Is a Portland Technical School right for you?
While boasting a well-rounded education and very fancy piece of paper, many expensive college degrees lead only to part time employment at Starbucks. Are technical schools a better alternative for job-seekers in Portland?
In the first episode of “Portlandia,” a hipster-skewering sketch comedy show created by two SNL alums, a character describes Portland as a city of slackers “where young people go to retire,” and attending Clown College is perfectly normal. While there really is a campaign in support of local business called Keep Portland Weird, the quirky city still offers many sensible choices for technical schools. Why choose a vocational school over a four year college? Read on.
A quick glance at the headlines or an informal survey of people in their mid-twenties reveals a disturbing trend- many popular four year degrees from respected colleges are almost worthless and carry a staggering amount of debt that graduates will never pay off. A generation ago, it was not simply expected that every bright high school graduate would apply to college. Counselors, parents, and students themselves understood it was not a one size fits all solution for every career and every student’s individual needs. In the current economic climate, technical schools have at last lost the undeserved stigma that was attached to them. No longer considered a fallback plan in case college doesn’t pan out, these focused, employment-oriented programs are seen as smart investments and fast tracks to a position in your chosen field instead of behind a Starbucks counter.
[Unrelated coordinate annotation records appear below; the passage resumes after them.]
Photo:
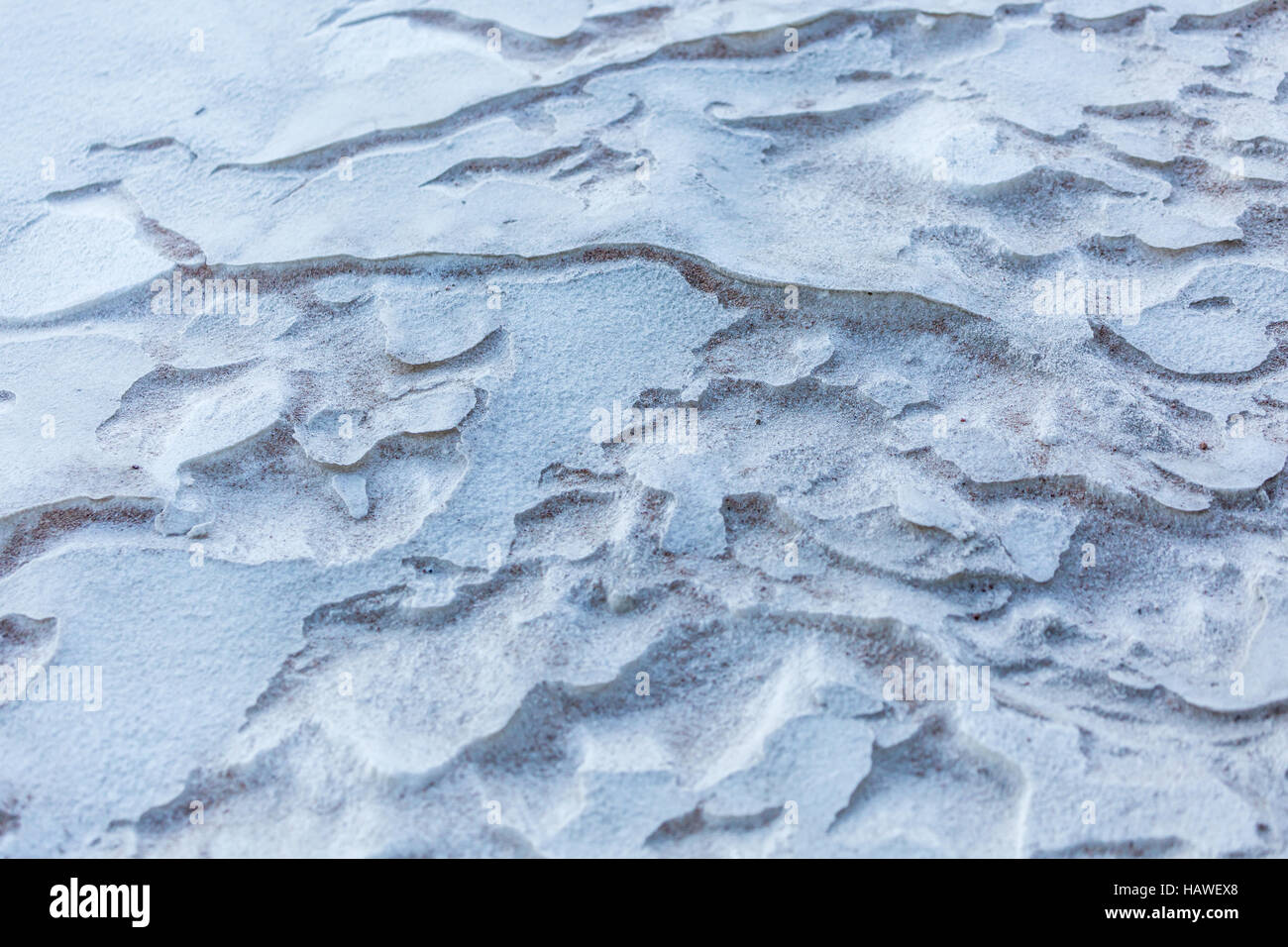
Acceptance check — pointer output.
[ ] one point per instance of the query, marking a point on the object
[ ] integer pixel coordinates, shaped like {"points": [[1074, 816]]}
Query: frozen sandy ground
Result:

Technical schools are sometimes referred to as vocational schools, trade schools, or career colleges. For our purposes, a rose by any other name is in fact the same and all of these terms refer to the same thing- a for-profit institution dedicated to providing applicants with all the relevant training for a specific career and nothing else. Some community colleges offer classes and programs which are functionally identical to a technical school, but a key point of difference is that the classes completed at a technical school typically cannot be transferred to a four year university for credit.
Portland, Oregon offers a variety of national as well as local technical schools. Familiar nationwide institutions like University of Phoenix, ITT Technical Institute, DeVry University, DeVry’s Keller Graduate School of Management, and the Institute of Technology all have locations in or near Portland. Carrington College only has locations West of the Mississippi, while Heald College is even more focused with schools in California, Hawaii, and Portland, Oregon only. The artistically minded can hone their skills at The Art Institute of Portland while their gourmet counterparts can explore their creativity at Le Cordon Bleu College of Culinary Arts. Additionally, Portland Community College and Portland State University offer their own vocational programs.
In an economy where a four year degree guarantees debt, but not employment, many students with an eye to their future are wisely considering a more focused education. Many of the most prestigious universities in the world, including The California Institute of Technology (CalTech) and Carnegie Mellon University (CMU), were originally founded as technical schools. Of course, if Portland technical schools still don’t sound like a great deal to you, Ringling Bros. Clown College still holds annual auditions in the city.